Daughter of the Seine

The Life of Madame Roland

by Jeanette Eaton
Publisher: Harper & Brothers
©1929, Item: 75260
Hardcover, 324 pages
Not in stock

Illustrated with about fifteen photographs and reproductions of old engravings, and with a map of old Paris forming the end paper and colored jacket.

The most dramatic period in history to many is the whole scene of the French Revolution. Colorful, picturesque, tragic, stirring imagination and emotions, it makes the background for the life of this vivid picture of one of its greatest figures, Marie-Jeanne Philipon, later Madame Roland. The story moves with her from her childhood, a perfect picture of the life of almost any child of the middle classes in Paris of those days, up to her tragic death, the victim of her greatness and of the machine to which she gave birth.

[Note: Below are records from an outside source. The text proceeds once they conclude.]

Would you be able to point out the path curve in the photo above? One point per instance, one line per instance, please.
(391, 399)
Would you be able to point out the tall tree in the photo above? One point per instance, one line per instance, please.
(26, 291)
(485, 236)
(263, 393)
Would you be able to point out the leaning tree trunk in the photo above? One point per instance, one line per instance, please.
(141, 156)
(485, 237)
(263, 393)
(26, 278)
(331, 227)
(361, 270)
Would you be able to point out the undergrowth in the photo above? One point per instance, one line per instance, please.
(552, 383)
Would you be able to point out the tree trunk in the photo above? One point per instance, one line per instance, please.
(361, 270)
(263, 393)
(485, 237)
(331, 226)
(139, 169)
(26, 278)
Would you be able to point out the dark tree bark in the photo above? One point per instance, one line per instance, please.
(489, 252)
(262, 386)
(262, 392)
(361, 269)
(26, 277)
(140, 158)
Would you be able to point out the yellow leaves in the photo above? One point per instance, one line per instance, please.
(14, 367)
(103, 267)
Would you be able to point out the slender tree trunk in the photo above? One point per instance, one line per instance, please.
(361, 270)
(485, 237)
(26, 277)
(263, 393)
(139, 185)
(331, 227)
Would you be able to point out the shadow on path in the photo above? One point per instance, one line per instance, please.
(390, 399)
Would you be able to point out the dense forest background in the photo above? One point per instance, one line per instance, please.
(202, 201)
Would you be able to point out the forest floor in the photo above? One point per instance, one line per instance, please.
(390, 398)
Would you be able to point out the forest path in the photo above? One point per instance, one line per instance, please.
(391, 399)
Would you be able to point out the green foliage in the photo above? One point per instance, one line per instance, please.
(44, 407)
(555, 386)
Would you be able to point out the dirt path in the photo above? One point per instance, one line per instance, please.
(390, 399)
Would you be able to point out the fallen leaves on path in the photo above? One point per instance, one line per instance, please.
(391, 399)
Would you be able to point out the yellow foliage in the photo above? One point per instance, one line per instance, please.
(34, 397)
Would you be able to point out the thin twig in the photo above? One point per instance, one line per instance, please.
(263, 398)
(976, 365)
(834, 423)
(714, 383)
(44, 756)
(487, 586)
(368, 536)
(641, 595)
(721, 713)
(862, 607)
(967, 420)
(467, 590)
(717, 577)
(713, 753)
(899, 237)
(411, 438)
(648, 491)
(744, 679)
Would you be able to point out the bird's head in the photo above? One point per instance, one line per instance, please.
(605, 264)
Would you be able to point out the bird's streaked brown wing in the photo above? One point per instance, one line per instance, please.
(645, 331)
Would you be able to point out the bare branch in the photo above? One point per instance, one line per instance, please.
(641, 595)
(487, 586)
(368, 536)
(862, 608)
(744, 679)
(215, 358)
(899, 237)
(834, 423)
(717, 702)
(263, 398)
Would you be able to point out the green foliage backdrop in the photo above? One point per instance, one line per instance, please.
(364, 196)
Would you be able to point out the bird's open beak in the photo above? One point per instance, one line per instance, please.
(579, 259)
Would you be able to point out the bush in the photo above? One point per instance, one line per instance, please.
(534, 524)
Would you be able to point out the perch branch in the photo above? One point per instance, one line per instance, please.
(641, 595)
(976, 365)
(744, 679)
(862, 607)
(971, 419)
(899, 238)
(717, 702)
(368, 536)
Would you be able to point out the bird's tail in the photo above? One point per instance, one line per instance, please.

A romantic, moving human document and scholarly presentation of that period of history.

from the dust jacket 

This is a fictionalized biography of the French Revolutionary patriot and writer Jeanne Manon Roland de la Platiere (1754-1793), who became known simply by Madame Roland. She was the daughter of a Paris engraver who encouraged his daughter's interest in music, painting, and literature. As a young girl, she told her grand-mother: "I'll call myself daughter of the Seine," and as an adult she often said that the river was part of her soul. As a young woman she became interested in the radical ideas of Jean Jacques Rousseau and the movement for equality. She shared these enthusiasms with her husband, whom she married in 1780. After the outbreak of the Revolution, she formed a salon of followers, who late became known as the Girondists. Under the constitutional monarchy, her husband became minister of the interior, a post he held after the monarchy was overthrown. Madame Roland both directed her husband's career and influenced the important politicians of the period.